WPZOOM Addons for Beaver Builder Security & Risk Analysis

The plugin "wpzoom-addons-for-beaver-builder" version 1.3.8 exhibits a mixed security posture. On one hand, the static analysis shows a very small attack surface with no apparent unprotected entry points, excellent use of prepared statements for SQL queries, and a reasonable number of file operations and external HTTP requests. The presence of nonce checks and a single capability check, while limited, are positive signs. However, a significant concern arises from the very low percentage of properly escaped output (12%). This suggests a high risk of Cross-Site Scripting (XSS) vulnerabilities, allowing attackers to inject malicious scripts into user views.

The vulnerability history is a major red flag, with a total of 6 known CVEs, including 1 high and 5 medium severity vulnerabilities. The common types of vulnerabilities, specifically Remote File Inclusion and Cross-Site Scripting, align with the output escaping concerns identified in the static analysis. While there are currently no unpatched CVEs, the historical pattern of these specific vulnerability types is worrying and indicates a recurring weakness in how user-supplied data is handled. The most recent vulnerability was identified on July 1st, 2024, suggesting that despite past fixes, the underlying issues may not be fully eradicated.

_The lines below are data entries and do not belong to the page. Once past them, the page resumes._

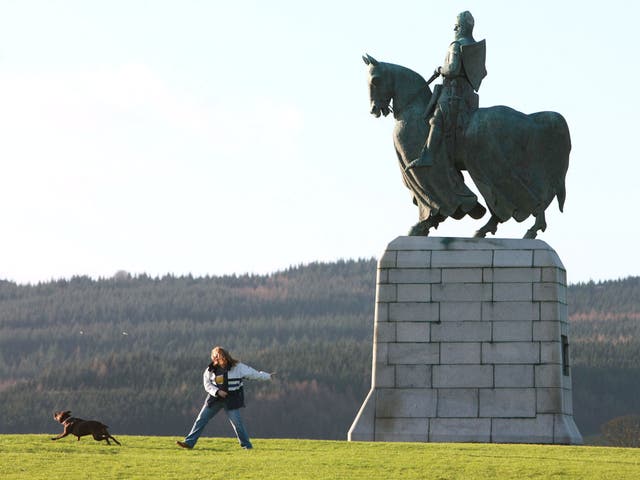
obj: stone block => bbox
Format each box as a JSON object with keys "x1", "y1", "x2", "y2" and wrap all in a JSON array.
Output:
[
  {"x1": 375, "y1": 418, "x2": 429, "y2": 442},
  {"x1": 536, "y1": 388, "x2": 563, "y2": 413},
  {"x1": 429, "y1": 418, "x2": 491, "y2": 442},
  {"x1": 397, "y1": 283, "x2": 431, "y2": 302},
  {"x1": 389, "y1": 302, "x2": 440, "y2": 322},
  {"x1": 376, "y1": 388, "x2": 437, "y2": 418},
  {"x1": 493, "y1": 283, "x2": 533, "y2": 302},
  {"x1": 491, "y1": 414, "x2": 553, "y2": 443},
  {"x1": 396, "y1": 322, "x2": 431, "y2": 343},
  {"x1": 378, "y1": 250, "x2": 397, "y2": 270},
  {"x1": 541, "y1": 267, "x2": 567, "y2": 285},
  {"x1": 437, "y1": 388, "x2": 478, "y2": 418},
  {"x1": 396, "y1": 365, "x2": 431, "y2": 388},
  {"x1": 540, "y1": 302, "x2": 569, "y2": 322},
  {"x1": 483, "y1": 268, "x2": 541, "y2": 283},
  {"x1": 373, "y1": 344, "x2": 391, "y2": 365},
  {"x1": 533, "y1": 322, "x2": 560, "y2": 342},
  {"x1": 534, "y1": 365, "x2": 563, "y2": 388},
  {"x1": 432, "y1": 365, "x2": 493, "y2": 388},
  {"x1": 533, "y1": 250, "x2": 566, "y2": 270},
  {"x1": 397, "y1": 250, "x2": 431, "y2": 268},
  {"x1": 480, "y1": 388, "x2": 536, "y2": 418},
  {"x1": 431, "y1": 283, "x2": 491, "y2": 302},
  {"x1": 482, "y1": 301, "x2": 540, "y2": 322},
  {"x1": 493, "y1": 250, "x2": 533, "y2": 268},
  {"x1": 389, "y1": 343, "x2": 440, "y2": 365},
  {"x1": 389, "y1": 268, "x2": 441, "y2": 283},
  {"x1": 440, "y1": 302, "x2": 482, "y2": 322},
  {"x1": 431, "y1": 322, "x2": 491, "y2": 342},
  {"x1": 373, "y1": 365, "x2": 396, "y2": 388},
  {"x1": 374, "y1": 302, "x2": 389, "y2": 323},
  {"x1": 440, "y1": 342, "x2": 480, "y2": 365},
  {"x1": 494, "y1": 365, "x2": 534, "y2": 388},
  {"x1": 482, "y1": 342, "x2": 540, "y2": 365},
  {"x1": 442, "y1": 268, "x2": 482, "y2": 283},
  {"x1": 540, "y1": 342, "x2": 562, "y2": 365},
  {"x1": 533, "y1": 282, "x2": 567, "y2": 303},
  {"x1": 373, "y1": 322, "x2": 396, "y2": 343},
  {"x1": 431, "y1": 250, "x2": 493, "y2": 268},
  {"x1": 493, "y1": 321, "x2": 533, "y2": 342},
  {"x1": 376, "y1": 284, "x2": 398, "y2": 302}
]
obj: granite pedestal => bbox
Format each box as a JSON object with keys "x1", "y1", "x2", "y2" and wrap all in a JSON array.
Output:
[{"x1": 348, "y1": 237, "x2": 582, "y2": 444}]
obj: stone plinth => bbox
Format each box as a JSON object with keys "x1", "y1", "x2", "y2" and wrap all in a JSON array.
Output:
[{"x1": 348, "y1": 237, "x2": 582, "y2": 444}]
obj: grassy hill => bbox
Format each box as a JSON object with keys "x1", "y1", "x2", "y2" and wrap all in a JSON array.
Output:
[
  {"x1": 0, "y1": 259, "x2": 640, "y2": 439},
  {"x1": 0, "y1": 435, "x2": 640, "y2": 480}
]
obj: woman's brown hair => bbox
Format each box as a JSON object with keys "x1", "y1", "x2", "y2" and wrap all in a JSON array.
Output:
[{"x1": 211, "y1": 347, "x2": 238, "y2": 368}]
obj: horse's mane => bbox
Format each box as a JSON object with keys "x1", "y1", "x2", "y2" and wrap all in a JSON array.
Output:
[{"x1": 380, "y1": 62, "x2": 427, "y2": 87}]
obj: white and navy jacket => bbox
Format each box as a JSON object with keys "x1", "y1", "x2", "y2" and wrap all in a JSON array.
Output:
[{"x1": 202, "y1": 362, "x2": 271, "y2": 410}]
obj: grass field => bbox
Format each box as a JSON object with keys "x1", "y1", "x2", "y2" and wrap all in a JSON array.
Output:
[{"x1": 0, "y1": 434, "x2": 640, "y2": 480}]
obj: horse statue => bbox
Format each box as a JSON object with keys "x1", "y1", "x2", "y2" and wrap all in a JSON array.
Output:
[{"x1": 362, "y1": 55, "x2": 571, "y2": 238}]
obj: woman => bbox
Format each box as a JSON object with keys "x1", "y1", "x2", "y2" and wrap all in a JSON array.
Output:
[{"x1": 176, "y1": 347, "x2": 275, "y2": 449}]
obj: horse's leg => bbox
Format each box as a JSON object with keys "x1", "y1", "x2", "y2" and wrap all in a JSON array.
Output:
[
  {"x1": 409, "y1": 213, "x2": 447, "y2": 237},
  {"x1": 522, "y1": 210, "x2": 547, "y2": 238},
  {"x1": 473, "y1": 213, "x2": 500, "y2": 238}
]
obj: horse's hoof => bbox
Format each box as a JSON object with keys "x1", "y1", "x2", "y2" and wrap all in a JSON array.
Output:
[{"x1": 407, "y1": 222, "x2": 429, "y2": 237}]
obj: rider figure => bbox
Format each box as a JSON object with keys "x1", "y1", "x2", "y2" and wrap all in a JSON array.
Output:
[{"x1": 406, "y1": 11, "x2": 487, "y2": 170}]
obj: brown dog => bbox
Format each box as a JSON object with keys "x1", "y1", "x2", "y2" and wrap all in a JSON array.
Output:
[{"x1": 51, "y1": 410, "x2": 120, "y2": 445}]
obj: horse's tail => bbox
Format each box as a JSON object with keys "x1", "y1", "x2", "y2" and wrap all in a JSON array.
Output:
[{"x1": 556, "y1": 181, "x2": 567, "y2": 212}]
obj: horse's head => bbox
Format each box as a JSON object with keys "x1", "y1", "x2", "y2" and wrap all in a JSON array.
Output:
[{"x1": 362, "y1": 54, "x2": 393, "y2": 118}]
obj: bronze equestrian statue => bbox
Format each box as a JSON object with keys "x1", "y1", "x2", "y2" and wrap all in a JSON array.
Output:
[{"x1": 363, "y1": 12, "x2": 571, "y2": 238}]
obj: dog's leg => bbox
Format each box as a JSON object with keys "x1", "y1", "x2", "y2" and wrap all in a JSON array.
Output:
[{"x1": 51, "y1": 432, "x2": 69, "y2": 440}]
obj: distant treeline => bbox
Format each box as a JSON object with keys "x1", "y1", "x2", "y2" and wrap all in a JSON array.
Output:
[{"x1": 0, "y1": 259, "x2": 640, "y2": 439}]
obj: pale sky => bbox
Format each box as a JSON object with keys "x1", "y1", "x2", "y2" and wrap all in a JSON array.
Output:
[{"x1": 0, "y1": 0, "x2": 640, "y2": 283}]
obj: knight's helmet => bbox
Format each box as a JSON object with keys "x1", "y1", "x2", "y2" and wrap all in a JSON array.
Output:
[{"x1": 456, "y1": 10, "x2": 475, "y2": 38}]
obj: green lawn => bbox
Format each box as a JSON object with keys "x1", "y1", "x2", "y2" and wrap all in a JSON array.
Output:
[{"x1": 0, "y1": 434, "x2": 640, "y2": 480}]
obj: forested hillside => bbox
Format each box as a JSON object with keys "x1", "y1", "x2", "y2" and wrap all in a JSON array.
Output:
[{"x1": 0, "y1": 259, "x2": 640, "y2": 439}]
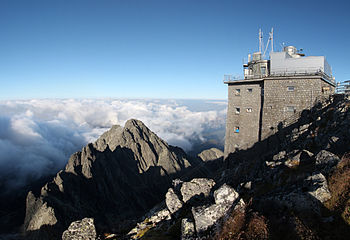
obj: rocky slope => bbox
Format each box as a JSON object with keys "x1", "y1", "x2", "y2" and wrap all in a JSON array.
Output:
[
  {"x1": 77, "y1": 96, "x2": 350, "y2": 240},
  {"x1": 24, "y1": 120, "x2": 198, "y2": 239}
]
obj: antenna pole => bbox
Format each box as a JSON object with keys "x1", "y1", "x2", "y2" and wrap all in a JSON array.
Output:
[
  {"x1": 270, "y1": 28, "x2": 273, "y2": 52},
  {"x1": 259, "y1": 28, "x2": 262, "y2": 52}
]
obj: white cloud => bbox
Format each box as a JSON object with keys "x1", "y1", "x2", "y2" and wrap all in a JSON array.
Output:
[{"x1": 0, "y1": 99, "x2": 226, "y2": 190}]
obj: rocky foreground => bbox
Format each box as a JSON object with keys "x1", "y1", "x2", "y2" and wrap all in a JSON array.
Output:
[{"x1": 25, "y1": 96, "x2": 350, "y2": 240}]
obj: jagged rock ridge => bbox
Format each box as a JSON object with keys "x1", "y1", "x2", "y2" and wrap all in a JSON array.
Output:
[{"x1": 25, "y1": 120, "x2": 191, "y2": 239}]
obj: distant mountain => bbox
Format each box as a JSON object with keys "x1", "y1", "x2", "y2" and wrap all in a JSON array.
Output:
[{"x1": 24, "y1": 120, "x2": 194, "y2": 239}]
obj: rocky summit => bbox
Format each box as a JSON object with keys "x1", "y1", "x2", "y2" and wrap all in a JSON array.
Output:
[
  {"x1": 25, "y1": 95, "x2": 350, "y2": 240},
  {"x1": 24, "y1": 120, "x2": 197, "y2": 239},
  {"x1": 88, "y1": 96, "x2": 350, "y2": 240}
]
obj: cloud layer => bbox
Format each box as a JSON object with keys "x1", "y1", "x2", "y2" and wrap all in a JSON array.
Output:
[{"x1": 0, "y1": 99, "x2": 226, "y2": 188}]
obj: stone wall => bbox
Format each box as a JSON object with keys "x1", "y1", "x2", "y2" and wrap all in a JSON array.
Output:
[
  {"x1": 225, "y1": 76, "x2": 334, "y2": 157},
  {"x1": 225, "y1": 81, "x2": 263, "y2": 156},
  {"x1": 261, "y1": 77, "x2": 322, "y2": 139}
]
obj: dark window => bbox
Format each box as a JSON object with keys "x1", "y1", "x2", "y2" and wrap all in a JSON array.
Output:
[
  {"x1": 287, "y1": 86, "x2": 294, "y2": 92},
  {"x1": 286, "y1": 106, "x2": 295, "y2": 112}
]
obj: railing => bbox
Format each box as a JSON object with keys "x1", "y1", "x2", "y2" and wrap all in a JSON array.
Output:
[
  {"x1": 224, "y1": 74, "x2": 244, "y2": 82},
  {"x1": 224, "y1": 68, "x2": 335, "y2": 84}
]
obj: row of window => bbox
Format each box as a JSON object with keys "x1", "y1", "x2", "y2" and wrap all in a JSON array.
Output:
[
  {"x1": 236, "y1": 107, "x2": 253, "y2": 114},
  {"x1": 235, "y1": 88, "x2": 253, "y2": 95},
  {"x1": 235, "y1": 86, "x2": 295, "y2": 96}
]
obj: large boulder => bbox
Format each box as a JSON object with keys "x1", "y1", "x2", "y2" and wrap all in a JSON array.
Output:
[
  {"x1": 62, "y1": 218, "x2": 96, "y2": 240},
  {"x1": 192, "y1": 185, "x2": 241, "y2": 235},
  {"x1": 315, "y1": 150, "x2": 340, "y2": 175},
  {"x1": 165, "y1": 188, "x2": 183, "y2": 213}
]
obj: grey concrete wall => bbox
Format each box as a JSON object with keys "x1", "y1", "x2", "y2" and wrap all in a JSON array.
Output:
[
  {"x1": 225, "y1": 76, "x2": 335, "y2": 156},
  {"x1": 261, "y1": 78, "x2": 322, "y2": 139},
  {"x1": 225, "y1": 81, "x2": 262, "y2": 156}
]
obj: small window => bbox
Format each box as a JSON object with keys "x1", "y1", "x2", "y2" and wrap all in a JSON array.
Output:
[
  {"x1": 287, "y1": 86, "x2": 294, "y2": 92},
  {"x1": 286, "y1": 106, "x2": 295, "y2": 112}
]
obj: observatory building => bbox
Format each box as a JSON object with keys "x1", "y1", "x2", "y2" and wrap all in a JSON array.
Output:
[{"x1": 224, "y1": 31, "x2": 335, "y2": 156}]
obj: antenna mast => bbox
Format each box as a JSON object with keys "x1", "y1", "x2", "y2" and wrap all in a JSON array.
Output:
[
  {"x1": 270, "y1": 28, "x2": 273, "y2": 52},
  {"x1": 259, "y1": 28, "x2": 262, "y2": 52}
]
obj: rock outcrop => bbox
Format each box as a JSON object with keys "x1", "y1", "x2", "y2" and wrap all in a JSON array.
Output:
[
  {"x1": 24, "y1": 120, "x2": 191, "y2": 239},
  {"x1": 62, "y1": 218, "x2": 97, "y2": 240}
]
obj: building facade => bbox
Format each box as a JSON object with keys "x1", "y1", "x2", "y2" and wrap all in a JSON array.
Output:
[{"x1": 224, "y1": 46, "x2": 335, "y2": 156}]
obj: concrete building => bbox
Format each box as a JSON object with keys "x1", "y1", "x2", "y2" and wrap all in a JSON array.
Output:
[{"x1": 224, "y1": 34, "x2": 335, "y2": 156}]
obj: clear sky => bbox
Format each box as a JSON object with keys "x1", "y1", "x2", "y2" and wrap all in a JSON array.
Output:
[{"x1": 0, "y1": 0, "x2": 350, "y2": 99}]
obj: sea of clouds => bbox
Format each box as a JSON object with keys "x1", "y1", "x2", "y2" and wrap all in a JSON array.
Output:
[{"x1": 0, "y1": 99, "x2": 227, "y2": 189}]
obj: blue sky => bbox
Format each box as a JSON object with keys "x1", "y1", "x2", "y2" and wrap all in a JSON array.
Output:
[{"x1": 0, "y1": 0, "x2": 350, "y2": 99}]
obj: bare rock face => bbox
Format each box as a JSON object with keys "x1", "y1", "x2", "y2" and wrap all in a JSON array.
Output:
[
  {"x1": 181, "y1": 218, "x2": 196, "y2": 240},
  {"x1": 180, "y1": 178, "x2": 215, "y2": 202},
  {"x1": 198, "y1": 148, "x2": 224, "y2": 162},
  {"x1": 62, "y1": 218, "x2": 96, "y2": 240},
  {"x1": 25, "y1": 120, "x2": 191, "y2": 239}
]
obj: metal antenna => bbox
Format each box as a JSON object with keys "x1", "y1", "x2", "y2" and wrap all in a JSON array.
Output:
[
  {"x1": 263, "y1": 28, "x2": 273, "y2": 58},
  {"x1": 259, "y1": 28, "x2": 262, "y2": 52},
  {"x1": 270, "y1": 28, "x2": 273, "y2": 52}
]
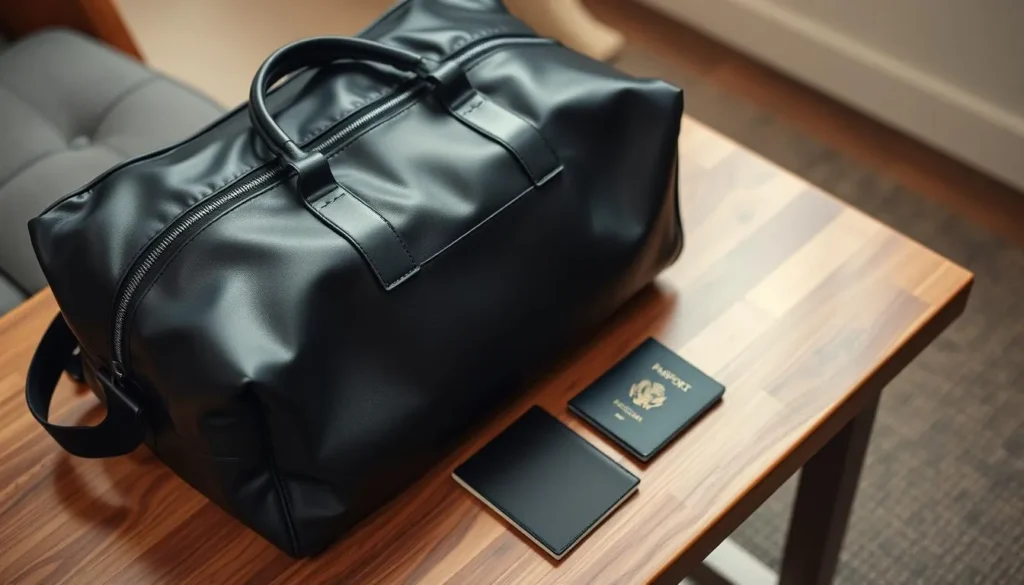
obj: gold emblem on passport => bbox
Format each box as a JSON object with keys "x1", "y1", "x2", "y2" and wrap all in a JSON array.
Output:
[{"x1": 630, "y1": 380, "x2": 665, "y2": 410}]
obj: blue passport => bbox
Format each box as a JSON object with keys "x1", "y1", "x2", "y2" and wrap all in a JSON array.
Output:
[{"x1": 569, "y1": 338, "x2": 725, "y2": 461}]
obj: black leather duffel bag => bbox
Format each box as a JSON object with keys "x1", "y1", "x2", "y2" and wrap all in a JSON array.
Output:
[{"x1": 27, "y1": 0, "x2": 683, "y2": 555}]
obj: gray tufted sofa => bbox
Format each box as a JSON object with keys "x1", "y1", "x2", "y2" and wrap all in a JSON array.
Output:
[{"x1": 0, "y1": 29, "x2": 221, "y2": 315}]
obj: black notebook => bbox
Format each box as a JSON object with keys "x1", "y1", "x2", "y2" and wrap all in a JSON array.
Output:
[
  {"x1": 452, "y1": 407, "x2": 640, "y2": 559},
  {"x1": 569, "y1": 338, "x2": 725, "y2": 461}
]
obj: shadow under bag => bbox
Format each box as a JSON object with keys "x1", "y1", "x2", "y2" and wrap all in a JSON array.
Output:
[{"x1": 27, "y1": 0, "x2": 683, "y2": 556}]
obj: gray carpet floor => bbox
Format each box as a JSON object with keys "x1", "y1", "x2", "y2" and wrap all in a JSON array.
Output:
[{"x1": 616, "y1": 47, "x2": 1024, "y2": 585}]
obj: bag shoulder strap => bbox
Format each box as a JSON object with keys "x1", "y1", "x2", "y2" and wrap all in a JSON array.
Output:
[{"x1": 25, "y1": 315, "x2": 145, "y2": 458}]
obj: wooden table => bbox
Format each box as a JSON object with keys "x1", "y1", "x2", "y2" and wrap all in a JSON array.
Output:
[{"x1": 0, "y1": 119, "x2": 972, "y2": 585}]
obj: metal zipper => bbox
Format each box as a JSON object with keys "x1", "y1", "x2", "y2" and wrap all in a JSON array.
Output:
[{"x1": 111, "y1": 37, "x2": 554, "y2": 379}]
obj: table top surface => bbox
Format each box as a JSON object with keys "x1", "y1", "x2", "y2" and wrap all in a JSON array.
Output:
[{"x1": 0, "y1": 118, "x2": 972, "y2": 585}]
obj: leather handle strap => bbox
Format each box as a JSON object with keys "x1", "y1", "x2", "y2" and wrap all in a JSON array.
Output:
[
  {"x1": 249, "y1": 37, "x2": 423, "y2": 164},
  {"x1": 25, "y1": 315, "x2": 145, "y2": 458}
]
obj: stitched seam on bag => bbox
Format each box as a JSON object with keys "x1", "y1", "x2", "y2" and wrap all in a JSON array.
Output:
[
  {"x1": 255, "y1": 396, "x2": 300, "y2": 555},
  {"x1": 420, "y1": 184, "x2": 538, "y2": 266}
]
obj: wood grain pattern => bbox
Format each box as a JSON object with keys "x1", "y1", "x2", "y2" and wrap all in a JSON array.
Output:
[
  {"x1": 0, "y1": 0, "x2": 142, "y2": 60},
  {"x1": 0, "y1": 119, "x2": 971, "y2": 585}
]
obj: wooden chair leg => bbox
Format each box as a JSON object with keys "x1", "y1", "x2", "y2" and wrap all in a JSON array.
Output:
[{"x1": 507, "y1": 0, "x2": 626, "y2": 60}]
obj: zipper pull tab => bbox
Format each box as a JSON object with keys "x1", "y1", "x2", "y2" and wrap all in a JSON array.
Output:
[{"x1": 111, "y1": 360, "x2": 127, "y2": 382}]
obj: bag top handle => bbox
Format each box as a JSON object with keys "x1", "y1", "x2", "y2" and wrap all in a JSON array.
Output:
[{"x1": 249, "y1": 37, "x2": 424, "y2": 166}]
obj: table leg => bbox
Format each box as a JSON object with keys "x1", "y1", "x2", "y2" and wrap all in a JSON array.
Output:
[{"x1": 778, "y1": 399, "x2": 879, "y2": 585}]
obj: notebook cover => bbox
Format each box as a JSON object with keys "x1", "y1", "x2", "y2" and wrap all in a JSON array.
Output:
[
  {"x1": 569, "y1": 338, "x2": 725, "y2": 461},
  {"x1": 452, "y1": 406, "x2": 640, "y2": 559}
]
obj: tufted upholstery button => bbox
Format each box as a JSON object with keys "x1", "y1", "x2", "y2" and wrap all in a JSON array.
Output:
[
  {"x1": 68, "y1": 135, "x2": 92, "y2": 151},
  {"x1": 0, "y1": 28, "x2": 221, "y2": 313}
]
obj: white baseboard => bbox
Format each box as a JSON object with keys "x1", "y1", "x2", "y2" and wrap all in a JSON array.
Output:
[{"x1": 642, "y1": 0, "x2": 1024, "y2": 190}]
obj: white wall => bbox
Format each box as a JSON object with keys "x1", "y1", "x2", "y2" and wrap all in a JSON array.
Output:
[{"x1": 643, "y1": 0, "x2": 1024, "y2": 189}]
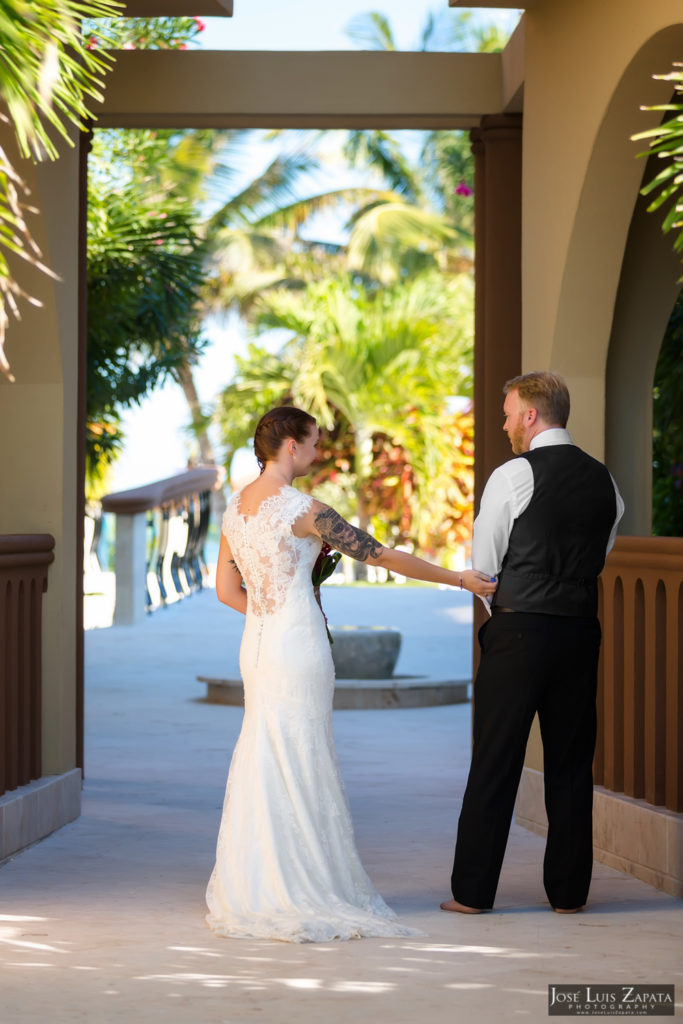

In conclusion, while the plugin demonstrates some good security practices like prepared statements and a limited attack surface, the critically low output escaping percentage and the history of XSS and RFI vulnerabilities present substantial risks. The plugin requires immediate attention to address the widespread output escaping deficiencies and a thorough review to ensure past vulnerability patterns are truly resolved.